El dibujo no es ninguna broma, según Picasso. El que un simple trazo pueda representar a un ser vivo resulta magnífico, más aún: esconde algo muy, muy misterioso. Picasso lo decía no sólo porque un trazo puede representar la imagen de algo real, sino que se refería a su sustancia, a lo que las cosas son verdaderamente, más allá de sus apariencias. Rendir las cosas, cada cosa, mediante el dibujo; rendir su idea, su núcleo, mediante el dibujo, sobre el lienzo: eso es un prodigio mucho mayor que todas las prestidigitaciones, que todos los azares que ocurren en el mundo y que tanto asombran a muchos, según Picasso.
De ahí que no haya nada más difícil que trazar correctamente una línea. Todo está en juego, cuando vamos a trazar una sola línea. Nadie sabe cuánto hay que calcular para poder trazar una línea que esté viva, nadie sabe cuánto cuesta definir con un trazo, de un solo trazo, la sustancia de una cosa, dice Picasso. En un documental sobre pintores contemporáneos que la televisión francesa realizó en 1946 sobre, entre otros, Matisse, hay una escena que ilustra a cámara lenta la angustia del pintor ante la inevitable y fatal primera línea. Picasso conoce ese documental y comenta cómo la escena en que el pincel de Matisse «planea» sobre el lienzo, sin decidirse a empezar por ningún lado, muestra hasta qué punto la mano y la mente calculan veloz, vertiginosamente, cuando se pinta.
Picasso encontraba el mismo problema pero ya resuelto mucho antes, en el arte primitivo, con total sencillez. Le parecía a él que las líneas grabadas en las cavernas, que él conocía por reproducciones, tenían una pureza, es decir, una precisión incomparables, lo mismo que los bajorrelieves asirios, que también pudo estudiar en el Louvre. En el arte griego, por ejemplo, ya no había la misma pureza, según él. En el arte griego, según Picasso, había ya un elemento estetizante, hubo canon y reglas que había que imitar, a las que tenían que sujetarse. Entre los egipcios y los romanos también los hubo, pero estos últimos, gracias a su utilitarismo, embellecieron menos sus edificios y sus obras; en su simplicidad genuina fueron más sinceros que los griegos, más realistas que los esteticistas griegos.
Nombrar las cosas
Pero a la sencillez de las cavernas están obligados los pintores que, como él, han sido hechos primitivos por los impresionistas. Picasso y su generación venían obligados a una operación, tan simple como difícil a la hora de dibujar: nombrar las cosas. Saber nombrar cada cosa por su nombre, dibujándola: eso era todo. Pintar para dar nombre preciso, exacto a cada cosa: con eso bastaba. Como Adán en el paraíso, cuando Dios le iba presentando las cosas por primera vez, antes de que existiera la mujer, el tenía que nombrar todas las cosas.
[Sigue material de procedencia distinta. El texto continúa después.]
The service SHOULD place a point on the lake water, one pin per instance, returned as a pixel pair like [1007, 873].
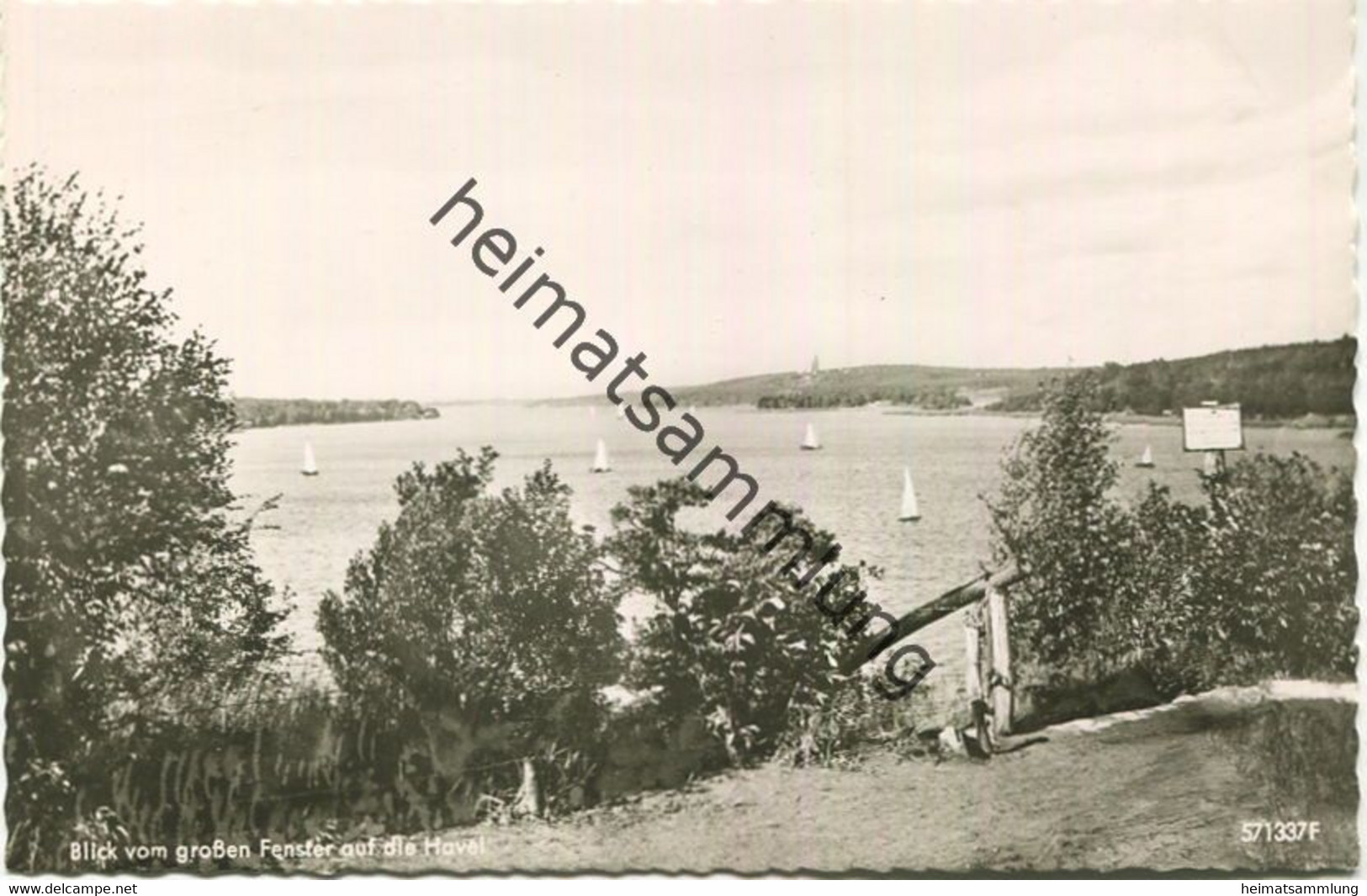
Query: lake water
[852, 487]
Si el pintor hace un desnudo, debe poder decir: desnudo. No el desnudo de la señora Miriam Fernanda, sino simplemente: desnudo. No imitar un pecho, sino decir: pecho. No imitar un pie, sino decir: pie. Decir mano, decir cintura, sin imitar una mano, sin imitar una cintura. Un solo trazo habrá de bastar para decirlo, como basta una palabra para nombrar cualquier cosa, sin circunloquios. Desnudo: encontrar el signo que diga «desnudo» al primer golpe de vista, como un contundente fonema plástico.